I have a bash script that I've been working on for a while. Basically, it searches through text to find repetitions of multiple lines. Here is what I have so far:
#!/bin/bash
count() {
count=$(( $3 - $2 + 1 ))
pattern=$(echo "$1" | head -n $3 | tail -n $count)
echo "$1" | pcregrep -Mc "^\Q$(echo "$pattern")\E$"
}
file=$1
fileprep=$(grep -v '=' $file | grep -v '!' | grep -v '*' | grep -o '[[:digit:]]*' | grep . )
linecount=$(echo "$fileprep" | wc -l)
len=10
start=1
end=$(( $linecount - $len + 1 ))
for i in $(seq $start $end); do
test="$test\n$(count "$fileprep" $i $((i+len-1)))"
done
a=$(printf $test | grep -v '\b1\b' )
mostrepetitions=$(echo "$a" | sort -rn | head -n1)
for i in $(seq 1 $mostrepetitions); do
var1=$(printf "$a" | grep '\b'$i'\b' | wc -l)
var2="$var2\n$(echo $(( var1 / i )))"
done
printf "$var2" | tr '\n' '+' | awk '{print "0"$0}' | bc -l
I have found that this works correctly on a simple file that has the numbers 1-10 repeated twice (like so):
1
2
3
4
5
6
7
8
9
10
1
2
3
4
5
6
7
8
9
10
On this, it will correctly output 1 (with the len variable at 10). When the len variable is changed to 9, it will correctly output two, because both 1-9 and 2-10 are 9 line patterns that occur at least twice.

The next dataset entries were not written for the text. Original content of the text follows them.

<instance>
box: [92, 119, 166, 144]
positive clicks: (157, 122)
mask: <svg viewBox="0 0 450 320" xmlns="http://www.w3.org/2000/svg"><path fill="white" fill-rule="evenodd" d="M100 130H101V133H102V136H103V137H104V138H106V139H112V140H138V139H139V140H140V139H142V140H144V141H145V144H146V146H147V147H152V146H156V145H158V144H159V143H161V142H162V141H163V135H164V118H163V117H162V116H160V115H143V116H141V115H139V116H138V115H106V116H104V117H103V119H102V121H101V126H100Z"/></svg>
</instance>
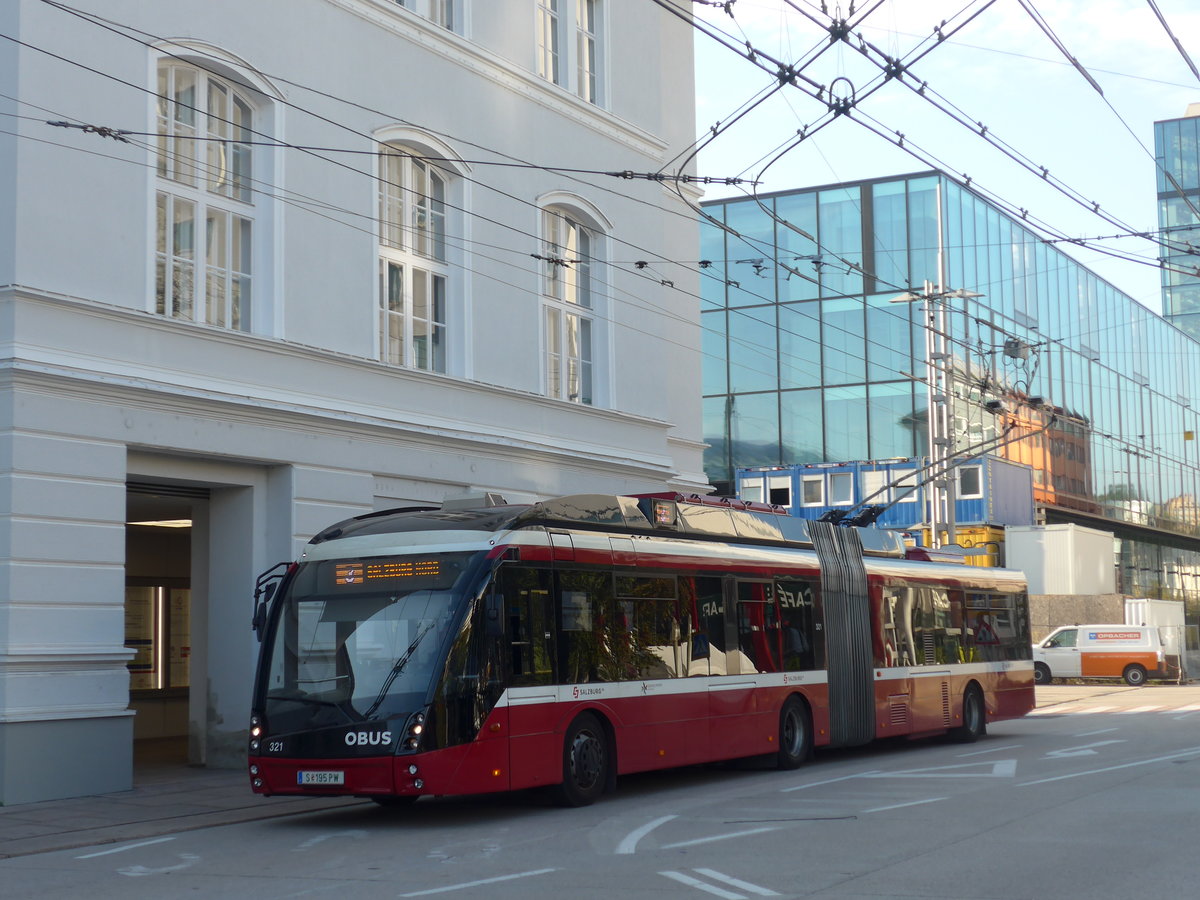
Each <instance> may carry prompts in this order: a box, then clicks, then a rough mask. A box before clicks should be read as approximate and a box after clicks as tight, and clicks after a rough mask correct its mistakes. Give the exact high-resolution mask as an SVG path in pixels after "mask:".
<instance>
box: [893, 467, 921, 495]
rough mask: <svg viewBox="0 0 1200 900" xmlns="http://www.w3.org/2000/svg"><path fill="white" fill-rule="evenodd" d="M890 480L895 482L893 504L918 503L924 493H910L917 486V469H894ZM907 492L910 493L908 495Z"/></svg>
mask: <svg viewBox="0 0 1200 900" xmlns="http://www.w3.org/2000/svg"><path fill="white" fill-rule="evenodd" d="M889 478H890V479H892V480H893V481H895V484H894V485H892V498H893V503H916V502H917V500H918V499H920V494H922V491H920V488H919V487H918V488H917V490H916V491H908V488H910V487H913V486H914V485H916V484H917V469H892V473H890V475H889ZM905 491H908V493H907V494H906V493H905Z"/></svg>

However, when I run this on my target files (an example of which can be found here), I get impossible results.
In this script, the amount of nine-line patterns found will always have to be at least double the amount of ten line patterns. Take the above example of 1-10. In that, 1-10 is the only ten line pattern. However, within it are both 1-9 and 2-10, both of which are repeated twice. When I run my script though, for ten-line repeated patterns, I get an output of 2, and for nine-line patterns I also get an output of 2. This is clearly incorrect. Why is this happening?
Note - the fileprep variable was created to create a list of numbers from the input file (see the sample file I linked).